Elas são inseridas no projeto através de denúncias de vizinhos, às vezes levadas pelos próprios pais ou Conselho Tutelar de Vila Isabel.

A principal dificuldade desses abrigos está relacionada ao tempo de permanência dos casos, que podem durar anos. “Hoje, temos 20 jovens que estão fora do enquadramento de Casa-Dia. São crianças, praticamente excluídas de seus lares e sem ter onde ficar. Como foram cadastradas na justiça, recebemos autorização do próprio para trabalharmos com elas”, diz Alex Araújo, filho de Dora e responsável pela parte burocrática da casa.

Alessandro Barreto, 18 anos, é um dos jovens que passou a vida sob os cuidados de Dora e vive atualmente fora do sistema Casa-Dia. “Eu a considero como mãe, porque é graças a sua iniciativa que estou aqui. Ela me conhece tão bem que só de olhar sabe quando estou com problema. Ainda que eu tenha outras conquistas e forme uma família não me vejo longe dela”, garante.

De acordo com Alex, muitas sofrem problemas de adaptação. “Elas chegam desconfiadas, acuadas e tristes por causa das brigas que presenciaram. Há crianças que absorveram a violência de tal maneira que descarregam tudo aqui”.

Alessandro passou a vida sob os os cuidados de Dora
Alessandro passou a vida sob os os cuidados de Dora

Adotar para mudar

Segundo os resultados da pesquisa, inédita, realizada pela AMB, 57,9% da população consideram a adoção a melhor alternativa para mudar a realidade dos jovens que vivem nos abrigos.

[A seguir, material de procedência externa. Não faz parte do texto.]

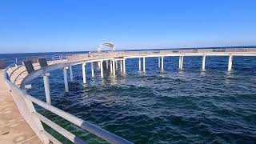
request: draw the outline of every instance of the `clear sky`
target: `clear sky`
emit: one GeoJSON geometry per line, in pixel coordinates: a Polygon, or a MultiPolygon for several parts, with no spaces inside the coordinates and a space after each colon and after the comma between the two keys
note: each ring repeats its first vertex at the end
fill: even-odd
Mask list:
{"type": "Polygon", "coordinates": [[[1,0],[0,53],[256,46],[256,0],[1,0]]]}

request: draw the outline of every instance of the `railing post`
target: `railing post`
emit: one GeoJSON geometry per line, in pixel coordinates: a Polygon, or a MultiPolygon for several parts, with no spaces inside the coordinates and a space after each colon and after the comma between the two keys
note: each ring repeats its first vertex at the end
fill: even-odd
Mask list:
{"type": "Polygon", "coordinates": [[[46,94],[46,102],[50,105],[51,100],[50,100],[50,84],[49,84],[49,73],[44,74],[42,75],[43,78],[43,85],[45,87],[45,94],[46,94]]]}
{"type": "Polygon", "coordinates": [[[179,56],[179,70],[182,70],[183,69],[183,56],[179,56]]]}
{"type": "Polygon", "coordinates": [[[38,118],[34,114],[36,113],[36,110],[34,109],[34,106],[32,103],[32,102],[26,98],[24,98],[25,102],[30,112],[31,118],[34,121],[34,124],[36,126],[36,130],[33,129],[34,130],[36,130],[36,134],[38,136],[39,139],[43,143],[50,143],[49,138],[42,133],[45,131],[41,121],[38,119],[38,118]]]}
{"type": "Polygon", "coordinates": [[[94,62],[90,62],[90,69],[91,69],[91,76],[94,77],[94,62]]]}
{"type": "Polygon", "coordinates": [[[118,62],[115,61],[115,69],[118,69],[118,62]]]}
{"type": "Polygon", "coordinates": [[[110,61],[110,73],[113,73],[113,64],[112,64],[112,60],[110,61]]]}
{"type": "Polygon", "coordinates": [[[113,66],[112,66],[112,68],[113,68],[113,75],[115,75],[114,59],[112,60],[112,64],[113,64],[113,66]]]}
{"type": "Polygon", "coordinates": [[[202,70],[205,71],[206,70],[206,55],[202,56],[202,70]]]}
{"type": "Polygon", "coordinates": [[[141,58],[138,58],[138,70],[139,70],[139,71],[142,70],[142,61],[141,61],[141,58]]]}
{"type": "Polygon", "coordinates": [[[122,65],[123,65],[123,74],[126,74],[126,58],[123,58],[122,60],[122,65]]]}
{"type": "Polygon", "coordinates": [[[143,72],[145,73],[146,72],[146,66],[145,66],[145,57],[143,57],[143,72]]]}
{"type": "Polygon", "coordinates": [[[163,56],[162,56],[161,71],[163,71],[163,56]]]}
{"type": "Polygon", "coordinates": [[[67,82],[67,75],[66,75],[66,67],[63,68],[63,75],[64,75],[64,85],[65,85],[65,92],[69,92],[69,84],[67,82]]]}
{"type": "Polygon", "coordinates": [[[233,61],[233,56],[231,54],[230,54],[230,57],[229,57],[229,66],[228,66],[228,68],[227,68],[228,71],[231,71],[231,70],[232,70],[232,61],[233,61]]]}
{"type": "Polygon", "coordinates": [[[86,63],[82,64],[82,82],[86,83],[86,63]]]}
{"type": "Polygon", "coordinates": [[[109,69],[109,60],[106,61],[106,69],[109,69]]]}
{"type": "Polygon", "coordinates": [[[120,71],[122,72],[122,60],[120,60],[119,62],[120,62],[120,71]]]}
{"type": "Polygon", "coordinates": [[[72,70],[72,66],[70,66],[70,81],[73,82],[73,70],[72,70]]]}
{"type": "Polygon", "coordinates": [[[101,77],[102,77],[102,78],[104,78],[104,76],[103,76],[103,61],[102,60],[101,61],[101,77]]]}

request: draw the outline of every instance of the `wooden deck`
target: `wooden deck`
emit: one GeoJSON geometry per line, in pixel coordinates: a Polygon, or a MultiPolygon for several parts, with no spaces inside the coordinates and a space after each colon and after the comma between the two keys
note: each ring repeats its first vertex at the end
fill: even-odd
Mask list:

Depois de perder o filho em um acidente de carro, a aposentada Nescy Fernandes de 70 anos, procurou curar sua dor ajudando crianças que viviam em uma creche na Zona Norte.

“Eu estava muito carente quando me fizeram a proposta de trabalhar na creche comunitária, em Higienópolis. O serviço voluntário de cuidar dos filhos dos outros preenchia um enorme vazio dentro de mim desde a perda do meu menino. A adoção de sete jovens foi uma conseqüência natural da convivência e apego com eles”, conta. A aposentada está entre 15,5% dos entrevistados que adotariam uma criança de abrigo.

trabalho volutário para curar a dor
Nescy: trabalho volutário para curar a dor

Para a advogada Wanda Benedicto, a quantidade de crianças que vivem nos abrigos está diretamente ligada a problemas jurídicos que atrasam os processos de adoção. “É um ato pessoal e de amor e que encontra barreiras impostas, como a morosidade do judiciário e a questão de estar ou não habilitado para isto”.

A diferença na história de Nescy é que primeiro ela adotou e depois resolveu fundar uma instituição para ajudar mais crianças. O lar “Luz e Amor”, semelhante ao de Doralice, também funciona no sistema Casa-Dia para os filhos de moradores da comunidade. E os jovens que são encaminhados pelo conselho tutelar têm a idade máxima de três anos e meio.

A questão é que muitas dessas crianças acabam prolongando a estadia por falta de um novo lar ou pela espera da reintegração na família. Passando do tempo limite que deveriam ficar para a adoção, o abrigo vira um lar permanente para aquele jovem. Segundo a pesquisa da AMB, 27% dos entrevistados procuram crianças do sexo feminino com até seis meses de vida para adotar.